In Minnesota, we're well-versed in the small-market-vs.-big-market debates that have plagued the Twins and Major League Baseball. Every season the Yankees and Red Sox throw around ludicrous amounts of money, effectively spending their way to the playoffs. In the NFL, revenue sharing requires the top 15 revenue-producing teams to distribute money to lower revenue-producing teams. Combined with the salary cap, this prevents certain teams from simply outspending their competition, creating parity within the league. Through revenue sharing, teams like the Vikings have a chance to compete. This system has allowed the NFL to flourish unlike all other professional leagues.
News reports say that the Vikings have received between $15 million and $20 million per season through revenue sharing. As many observers have noted, that figure is coincidentally just enough to cover Brett Favre's contract this season.
So why should we be talking about revenue sharing now? Because the NFL owners are threatening to end it along with the salary cap beginning next season, paving the path toward a lockout in the 2011 season.
As a bar owner in St. Paul who struggled through the 2005 NHL lockout, I saw firsthand what this will mean for local businesses. As a direct result of that lockout, we were forced to lay off 95 percent of our staff. We lost 65 percent of our total revenue for the year. Two days before the NHL announced the end of the work stoppage, our bank called to give us notice that our loan was being foreclosed upon.

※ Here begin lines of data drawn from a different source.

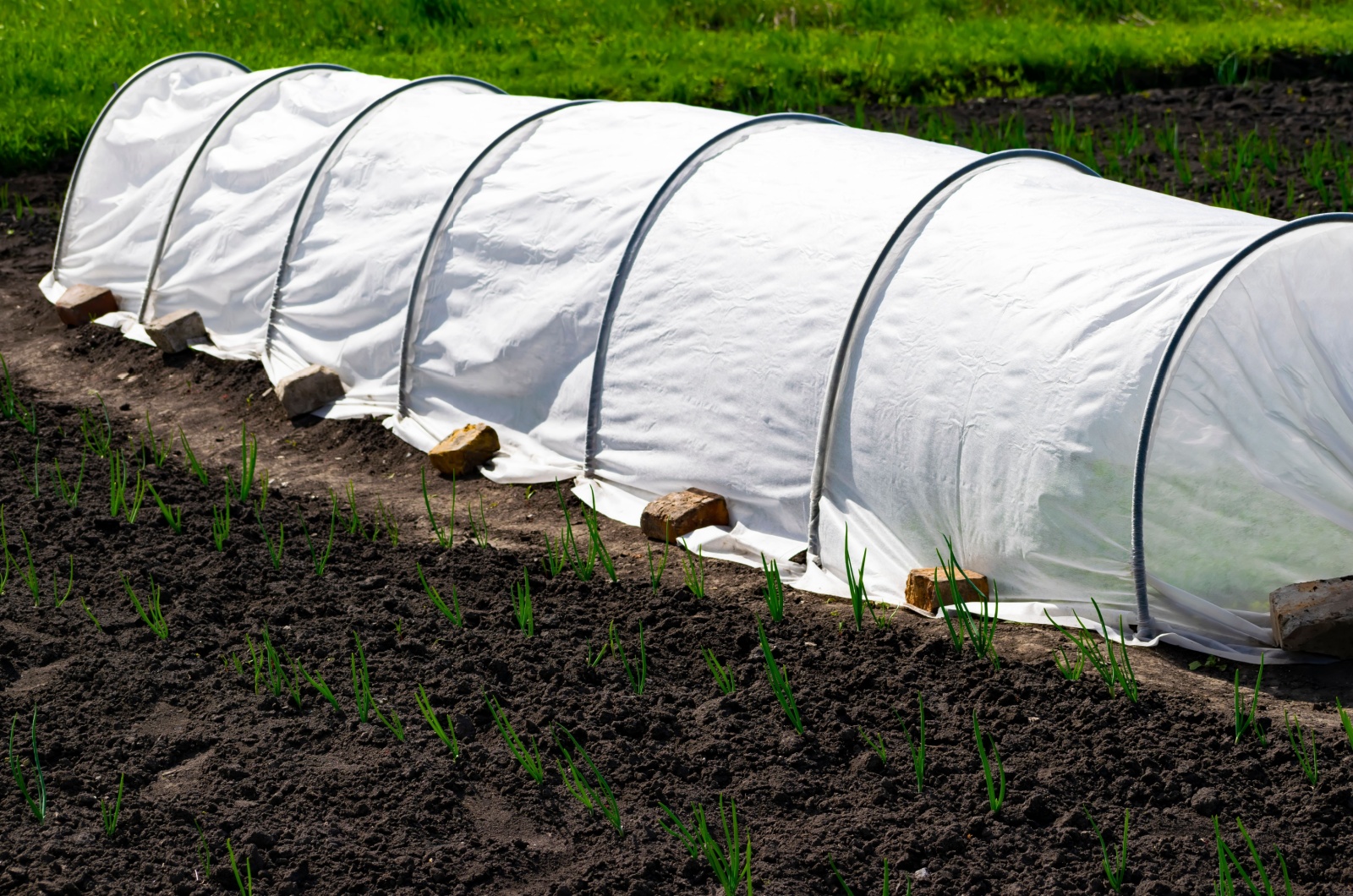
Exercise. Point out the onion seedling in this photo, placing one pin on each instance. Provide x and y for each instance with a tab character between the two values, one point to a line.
918	746
595	794
152	615
243	884
1115	861
529	760
638	673
444	538
173	516
448	734
1228	862
723	677
655	573
994	783
693	571
248	459
780	684
731	866
71	493
193	459
775	589
521	607
114	811
452	612
478	531
1246	719
1303	745
876	743
888	885
36	800
981	628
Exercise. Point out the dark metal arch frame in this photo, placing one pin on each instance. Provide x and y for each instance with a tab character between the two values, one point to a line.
872	292
196	157
98	123
1160	383
336	148
685	171
453	203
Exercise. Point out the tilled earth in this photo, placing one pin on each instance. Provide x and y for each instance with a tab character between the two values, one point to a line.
317	801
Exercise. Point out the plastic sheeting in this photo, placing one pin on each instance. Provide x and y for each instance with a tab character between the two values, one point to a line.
1095	390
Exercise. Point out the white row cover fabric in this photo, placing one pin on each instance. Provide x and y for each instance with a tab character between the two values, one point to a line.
1095	390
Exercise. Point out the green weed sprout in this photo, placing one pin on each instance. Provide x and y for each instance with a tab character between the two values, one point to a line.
529	760
594	794
151	614
173	516
521	605
452	612
723	677
1228	862
248	459
71	582
888	884
994	783
638	672
730	864
318	682
1303	745
980	630
320	562
775	589
37	799
69	493
448	734
876	743
694	571
1115	861
780	684
112	812
275	546
655	571
203	850
243	884
918	746
1248	719
478	528
444	538
191	458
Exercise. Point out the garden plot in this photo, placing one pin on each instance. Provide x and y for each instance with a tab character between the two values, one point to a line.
216	679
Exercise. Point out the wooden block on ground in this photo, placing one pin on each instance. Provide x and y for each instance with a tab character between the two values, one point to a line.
1314	616
309	390
467	448
176	332
83	302
920	587
681	513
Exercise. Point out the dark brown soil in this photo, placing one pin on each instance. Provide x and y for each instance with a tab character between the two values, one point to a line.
322	804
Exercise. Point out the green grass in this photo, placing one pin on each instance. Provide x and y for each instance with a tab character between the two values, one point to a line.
60	60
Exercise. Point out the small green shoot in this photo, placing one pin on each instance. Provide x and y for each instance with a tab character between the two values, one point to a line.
1115	861
775	589
780	684
448	734
594	794
452	612
994	781
37	799
112	812
723	677
151	614
1303	745
529	760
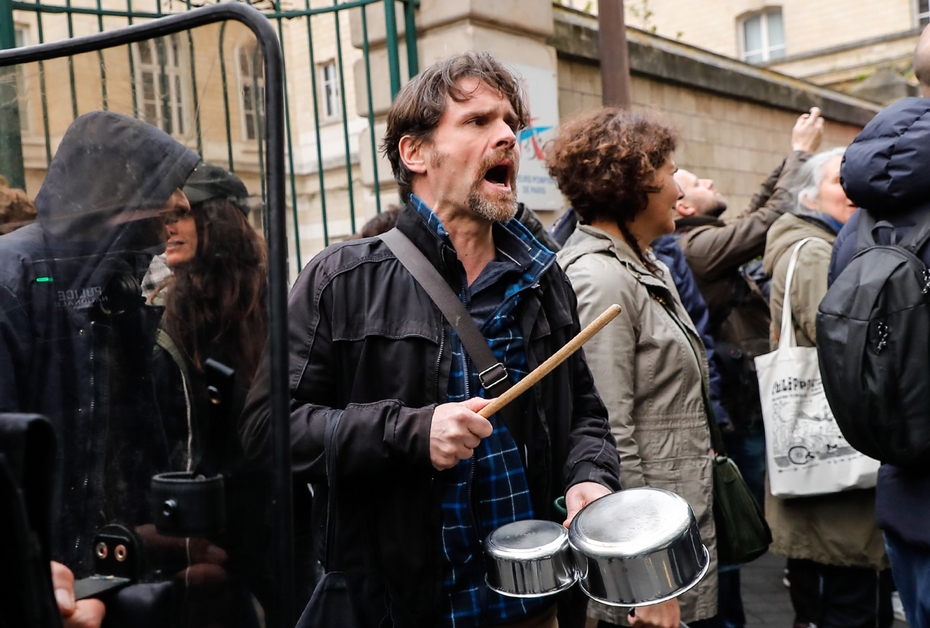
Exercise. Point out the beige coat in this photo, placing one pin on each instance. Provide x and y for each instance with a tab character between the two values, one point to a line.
649	374
837	529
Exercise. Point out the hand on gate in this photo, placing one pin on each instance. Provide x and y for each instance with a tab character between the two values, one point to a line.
87	613
807	131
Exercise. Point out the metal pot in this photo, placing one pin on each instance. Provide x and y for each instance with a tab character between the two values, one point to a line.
529	558
637	547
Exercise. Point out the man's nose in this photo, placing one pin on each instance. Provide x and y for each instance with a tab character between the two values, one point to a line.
505	135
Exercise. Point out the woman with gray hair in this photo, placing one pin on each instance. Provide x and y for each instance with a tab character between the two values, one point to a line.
837	568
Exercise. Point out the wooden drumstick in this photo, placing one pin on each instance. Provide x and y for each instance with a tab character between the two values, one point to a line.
546	367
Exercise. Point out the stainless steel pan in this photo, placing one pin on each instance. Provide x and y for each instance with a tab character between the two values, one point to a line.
637	547
529	558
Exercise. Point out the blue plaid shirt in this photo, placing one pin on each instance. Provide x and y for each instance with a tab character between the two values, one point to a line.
490	489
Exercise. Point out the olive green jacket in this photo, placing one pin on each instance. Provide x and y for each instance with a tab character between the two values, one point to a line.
649	372
836	529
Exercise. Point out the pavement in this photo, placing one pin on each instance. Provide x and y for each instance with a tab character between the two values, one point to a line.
765	597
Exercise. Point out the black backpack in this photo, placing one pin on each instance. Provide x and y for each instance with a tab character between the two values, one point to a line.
873	338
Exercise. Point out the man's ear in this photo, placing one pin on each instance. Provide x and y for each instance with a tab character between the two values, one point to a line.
684	209
413	154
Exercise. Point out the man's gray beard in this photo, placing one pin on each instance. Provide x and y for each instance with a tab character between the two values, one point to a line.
717	210
502	209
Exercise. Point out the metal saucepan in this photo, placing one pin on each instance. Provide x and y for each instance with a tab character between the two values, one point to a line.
637	547
529	558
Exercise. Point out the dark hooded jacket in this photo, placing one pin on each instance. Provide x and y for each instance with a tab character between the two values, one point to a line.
75	336
885	171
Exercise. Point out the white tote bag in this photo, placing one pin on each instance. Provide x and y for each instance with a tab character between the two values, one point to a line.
805	450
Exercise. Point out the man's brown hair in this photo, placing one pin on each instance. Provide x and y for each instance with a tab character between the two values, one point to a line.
420	104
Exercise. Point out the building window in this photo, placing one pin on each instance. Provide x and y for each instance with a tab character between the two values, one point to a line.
329	89
763	36
161	88
22	87
251	90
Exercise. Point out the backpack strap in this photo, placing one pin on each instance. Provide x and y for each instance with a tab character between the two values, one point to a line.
491	372
918	235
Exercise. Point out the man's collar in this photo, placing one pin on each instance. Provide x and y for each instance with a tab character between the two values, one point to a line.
511	239
697	220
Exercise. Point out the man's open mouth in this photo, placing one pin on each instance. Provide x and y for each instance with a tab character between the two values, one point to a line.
500	174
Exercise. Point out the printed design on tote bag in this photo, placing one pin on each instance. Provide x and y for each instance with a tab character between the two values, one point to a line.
803	435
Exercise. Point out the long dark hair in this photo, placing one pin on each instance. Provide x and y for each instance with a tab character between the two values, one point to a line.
221	288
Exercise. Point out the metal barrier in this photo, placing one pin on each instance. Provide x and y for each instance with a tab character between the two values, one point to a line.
324	173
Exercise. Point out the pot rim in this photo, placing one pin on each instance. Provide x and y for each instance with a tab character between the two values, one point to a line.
525	596
677	593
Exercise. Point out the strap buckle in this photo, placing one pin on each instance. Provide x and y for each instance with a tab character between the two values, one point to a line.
497	373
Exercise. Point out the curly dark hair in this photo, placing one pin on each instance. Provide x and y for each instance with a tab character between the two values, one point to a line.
222	287
605	163
421	102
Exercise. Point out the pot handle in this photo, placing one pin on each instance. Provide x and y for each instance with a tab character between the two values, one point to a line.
681	624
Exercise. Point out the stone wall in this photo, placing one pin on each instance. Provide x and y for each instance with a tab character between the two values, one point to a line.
734	120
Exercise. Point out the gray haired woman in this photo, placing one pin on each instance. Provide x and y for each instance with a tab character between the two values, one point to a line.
837	568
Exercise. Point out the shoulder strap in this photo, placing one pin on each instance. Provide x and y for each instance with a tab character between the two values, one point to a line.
493	374
786	336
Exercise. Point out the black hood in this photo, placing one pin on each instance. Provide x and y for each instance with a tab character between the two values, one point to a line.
110	170
885	168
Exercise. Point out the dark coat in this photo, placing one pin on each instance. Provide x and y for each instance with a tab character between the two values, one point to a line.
885	171
666	249
367	343
75	340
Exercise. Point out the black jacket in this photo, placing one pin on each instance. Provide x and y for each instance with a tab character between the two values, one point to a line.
75	340
885	171
367	342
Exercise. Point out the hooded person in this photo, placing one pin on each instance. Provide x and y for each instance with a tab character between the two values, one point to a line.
884	172
75	334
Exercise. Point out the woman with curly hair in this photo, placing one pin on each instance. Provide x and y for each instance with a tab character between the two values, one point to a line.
649	364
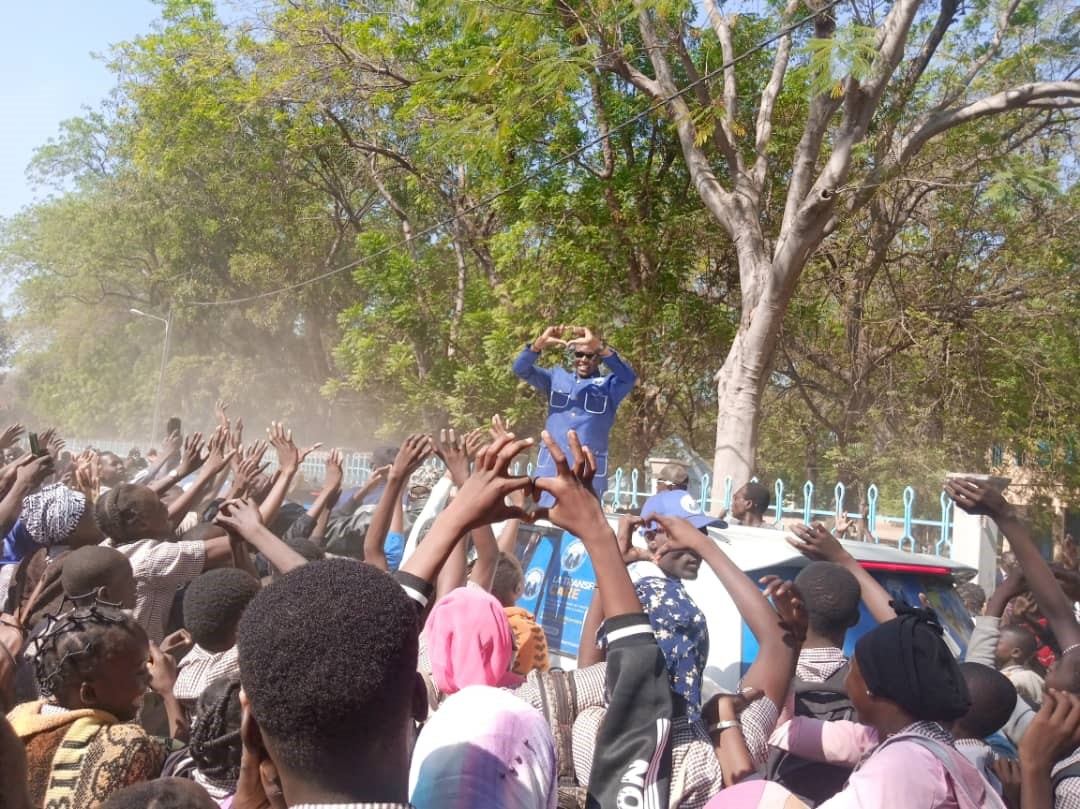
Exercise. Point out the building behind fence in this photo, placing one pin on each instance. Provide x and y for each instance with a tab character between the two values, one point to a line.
629	489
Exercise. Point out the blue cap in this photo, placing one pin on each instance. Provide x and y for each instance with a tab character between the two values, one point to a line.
678	503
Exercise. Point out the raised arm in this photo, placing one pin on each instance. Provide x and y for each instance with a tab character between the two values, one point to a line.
525	366
772	669
480	501
289	459
817	542
632	763
977	497
413	453
29	475
243	518
191	460
332	485
216	460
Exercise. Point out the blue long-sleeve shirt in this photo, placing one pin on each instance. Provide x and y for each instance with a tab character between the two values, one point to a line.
575	403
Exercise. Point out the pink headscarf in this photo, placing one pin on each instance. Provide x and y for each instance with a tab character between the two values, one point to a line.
755	795
469	642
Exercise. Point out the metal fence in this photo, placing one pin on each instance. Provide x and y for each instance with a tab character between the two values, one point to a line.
630	489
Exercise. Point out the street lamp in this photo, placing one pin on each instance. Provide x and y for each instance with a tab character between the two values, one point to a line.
164	359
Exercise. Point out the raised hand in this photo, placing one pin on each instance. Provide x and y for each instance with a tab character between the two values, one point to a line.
218	453
191	458
289	457
550	338
221	413
414	452
630	552
35	471
577	508
162	669
450	447
177	643
239	516
171	446
335	470
977	497
474	441
10	436
790	605
1054	731
481	499
818	543
88	473
499	427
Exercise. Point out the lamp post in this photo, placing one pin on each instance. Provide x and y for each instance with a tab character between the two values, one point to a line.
164	359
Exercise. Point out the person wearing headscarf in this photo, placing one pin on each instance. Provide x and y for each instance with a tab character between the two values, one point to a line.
904	684
469	642
485	747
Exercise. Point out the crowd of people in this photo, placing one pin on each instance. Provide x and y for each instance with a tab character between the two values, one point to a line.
178	631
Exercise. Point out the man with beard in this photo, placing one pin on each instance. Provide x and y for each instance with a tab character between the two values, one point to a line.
582	400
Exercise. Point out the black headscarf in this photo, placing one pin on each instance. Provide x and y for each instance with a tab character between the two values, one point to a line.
906	660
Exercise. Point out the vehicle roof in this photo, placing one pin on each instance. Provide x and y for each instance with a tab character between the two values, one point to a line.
757	549
754	549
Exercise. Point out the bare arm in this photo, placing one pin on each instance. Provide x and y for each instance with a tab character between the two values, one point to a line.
774	664
481	501
980	498
242	517
413	453
288	464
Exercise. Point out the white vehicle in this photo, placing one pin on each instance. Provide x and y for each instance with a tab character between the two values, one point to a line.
559	584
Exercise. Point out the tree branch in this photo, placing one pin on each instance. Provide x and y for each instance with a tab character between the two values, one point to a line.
1037	95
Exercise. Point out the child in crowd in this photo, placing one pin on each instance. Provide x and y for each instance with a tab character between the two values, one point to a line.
213	605
327	661
136	523
98	574
484	747
748	506
1015	651
1050	755
213	755
993	700
164	793
469	642
530	644
81	742
905	685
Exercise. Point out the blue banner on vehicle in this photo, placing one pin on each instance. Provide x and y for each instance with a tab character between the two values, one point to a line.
558	584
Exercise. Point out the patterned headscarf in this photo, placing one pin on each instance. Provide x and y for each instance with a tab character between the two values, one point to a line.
484	747
52	514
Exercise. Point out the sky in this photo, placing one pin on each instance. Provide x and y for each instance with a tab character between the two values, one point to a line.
50	73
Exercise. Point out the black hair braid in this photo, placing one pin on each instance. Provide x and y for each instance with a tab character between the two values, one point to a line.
73	643
115	511
215	743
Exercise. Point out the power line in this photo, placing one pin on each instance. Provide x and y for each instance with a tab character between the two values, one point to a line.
528	178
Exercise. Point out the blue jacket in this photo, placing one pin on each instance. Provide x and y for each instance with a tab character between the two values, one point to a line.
585	405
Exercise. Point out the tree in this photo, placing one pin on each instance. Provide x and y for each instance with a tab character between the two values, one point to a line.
880	86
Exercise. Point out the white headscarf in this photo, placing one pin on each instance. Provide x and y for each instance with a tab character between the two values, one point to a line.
484	747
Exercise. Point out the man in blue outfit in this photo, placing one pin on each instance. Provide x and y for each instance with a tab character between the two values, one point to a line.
583	400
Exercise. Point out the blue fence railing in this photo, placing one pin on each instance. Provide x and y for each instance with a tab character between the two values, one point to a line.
630	489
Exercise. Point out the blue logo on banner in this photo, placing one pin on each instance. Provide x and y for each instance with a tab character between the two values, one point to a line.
558	587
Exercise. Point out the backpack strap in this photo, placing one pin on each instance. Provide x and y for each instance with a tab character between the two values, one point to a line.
947	756
558	699
1071	770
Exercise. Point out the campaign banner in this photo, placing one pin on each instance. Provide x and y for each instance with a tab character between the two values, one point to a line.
559	583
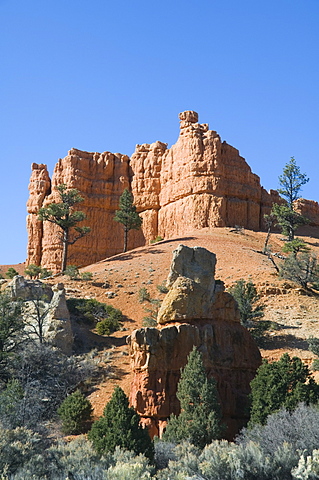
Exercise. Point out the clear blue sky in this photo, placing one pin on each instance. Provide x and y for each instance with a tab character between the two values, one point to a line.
105	75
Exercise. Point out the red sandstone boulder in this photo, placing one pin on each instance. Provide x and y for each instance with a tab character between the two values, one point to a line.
157	355
199	182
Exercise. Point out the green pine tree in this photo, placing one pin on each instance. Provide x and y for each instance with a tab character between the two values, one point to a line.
64	215
199	420
119	426
127	215
291	182
282	384
75	412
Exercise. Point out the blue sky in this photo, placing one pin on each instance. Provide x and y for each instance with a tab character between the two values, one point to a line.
105	75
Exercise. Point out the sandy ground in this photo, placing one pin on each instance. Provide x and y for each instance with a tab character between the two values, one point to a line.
238	256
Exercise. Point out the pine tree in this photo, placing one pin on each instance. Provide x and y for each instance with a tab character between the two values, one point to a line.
119	426
246	296
127	215
63	215
282	384
291	182
75	411
199	420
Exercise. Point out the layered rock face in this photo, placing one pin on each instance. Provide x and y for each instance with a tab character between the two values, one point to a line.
157	354
199	182
44	308
101	179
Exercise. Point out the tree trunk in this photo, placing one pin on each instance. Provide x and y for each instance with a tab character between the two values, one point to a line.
65	242
267	240
125	239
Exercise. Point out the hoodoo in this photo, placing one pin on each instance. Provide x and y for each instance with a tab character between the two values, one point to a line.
198	182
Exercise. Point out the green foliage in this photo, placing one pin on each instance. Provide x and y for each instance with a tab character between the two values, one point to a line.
72	272
86	276
150	320
119	427
246	296
291	182
199	420
11	329
302	268
64	216
313	344
295	246
299	428
288	219
109	325
144	295
75	412
157	239
162	287
45	376
45	273
33	271
10	402
127	215
11	272
106	318
281	384
17	447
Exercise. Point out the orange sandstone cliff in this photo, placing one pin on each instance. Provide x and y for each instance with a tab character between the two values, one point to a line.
199	182
195	312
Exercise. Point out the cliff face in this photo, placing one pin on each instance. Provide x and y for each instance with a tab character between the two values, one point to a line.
101	179
157	354
199	182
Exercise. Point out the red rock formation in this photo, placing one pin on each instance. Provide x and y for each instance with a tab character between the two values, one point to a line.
309	209
39	188
198	182
157	354
101	179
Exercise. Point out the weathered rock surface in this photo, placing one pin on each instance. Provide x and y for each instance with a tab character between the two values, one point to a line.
229	353
192	285
23	289
58	324
44	307
199	182
101	179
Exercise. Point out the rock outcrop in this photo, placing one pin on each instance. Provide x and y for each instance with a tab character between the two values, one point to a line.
198	182
229	353
44	311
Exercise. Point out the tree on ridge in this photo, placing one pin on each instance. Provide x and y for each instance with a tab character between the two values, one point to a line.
127	215
64	216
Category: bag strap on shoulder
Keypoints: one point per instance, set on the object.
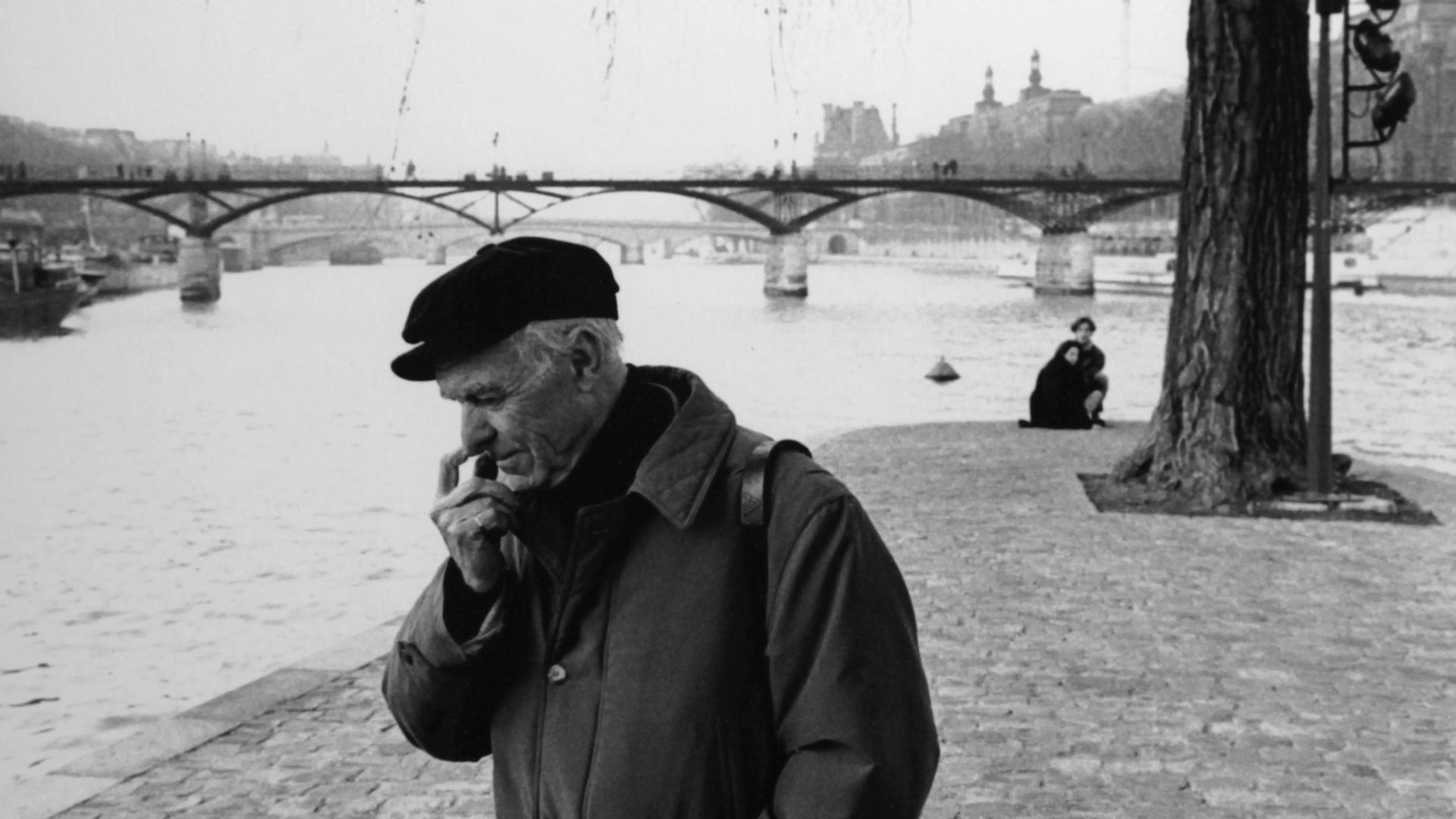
(753, 509)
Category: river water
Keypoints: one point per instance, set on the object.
(191, 499)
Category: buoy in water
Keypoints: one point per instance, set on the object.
(943, 372)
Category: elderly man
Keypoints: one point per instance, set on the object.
(606, 627)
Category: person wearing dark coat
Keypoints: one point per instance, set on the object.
(606, 627)
(1091, 362)
(1059, 400)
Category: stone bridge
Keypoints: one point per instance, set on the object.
(785, 209)
(274, 242)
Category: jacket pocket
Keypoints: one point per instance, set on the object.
(730, 767)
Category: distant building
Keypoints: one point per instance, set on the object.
(1024, 134)
(849, 136)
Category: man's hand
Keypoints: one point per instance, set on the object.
(472, 518)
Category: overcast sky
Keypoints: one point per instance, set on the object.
(577, 86)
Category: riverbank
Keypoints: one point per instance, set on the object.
(1079, 664)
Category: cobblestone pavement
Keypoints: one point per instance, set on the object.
(1082, 665)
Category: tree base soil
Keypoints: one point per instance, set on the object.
(1353, 499)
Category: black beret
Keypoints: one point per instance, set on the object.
(498, 290)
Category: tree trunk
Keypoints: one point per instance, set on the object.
(1231, 419)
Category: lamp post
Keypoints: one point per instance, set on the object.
(1318, 458)
(1394, 96)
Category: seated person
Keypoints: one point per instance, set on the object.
(1091, 362)
(1059, 400)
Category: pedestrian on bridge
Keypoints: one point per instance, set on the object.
(613, 624)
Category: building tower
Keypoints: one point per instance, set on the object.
(1034, 89)
(987, 102)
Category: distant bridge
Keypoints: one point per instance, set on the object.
(277, 241)
(781, 207)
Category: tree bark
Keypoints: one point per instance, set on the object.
(1231, 419)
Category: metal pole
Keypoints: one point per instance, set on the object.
(1318, 460)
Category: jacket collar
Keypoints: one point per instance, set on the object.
(679, 469)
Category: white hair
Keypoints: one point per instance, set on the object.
(539, 343)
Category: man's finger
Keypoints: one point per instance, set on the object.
(450, 471)
(476, 488)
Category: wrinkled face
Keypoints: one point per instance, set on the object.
(532, 425)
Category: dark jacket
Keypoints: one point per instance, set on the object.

The lockout had an impact throughout the community. Every vendor from our T-shirt supplier to our garbage service felt the pinch. We need to make sure that this doesn't happen again.
The NFL owners are in negotiations with the NFL Players Association over a new collective bargaining agreement. Rather than share revenue with other teams, it appears that a few owners want to rewrite the rules governing revenue sharing and the salary cap so they can maintain a disproportionate advantage over other teams. These owners aspire to be the Yankees of the NFL.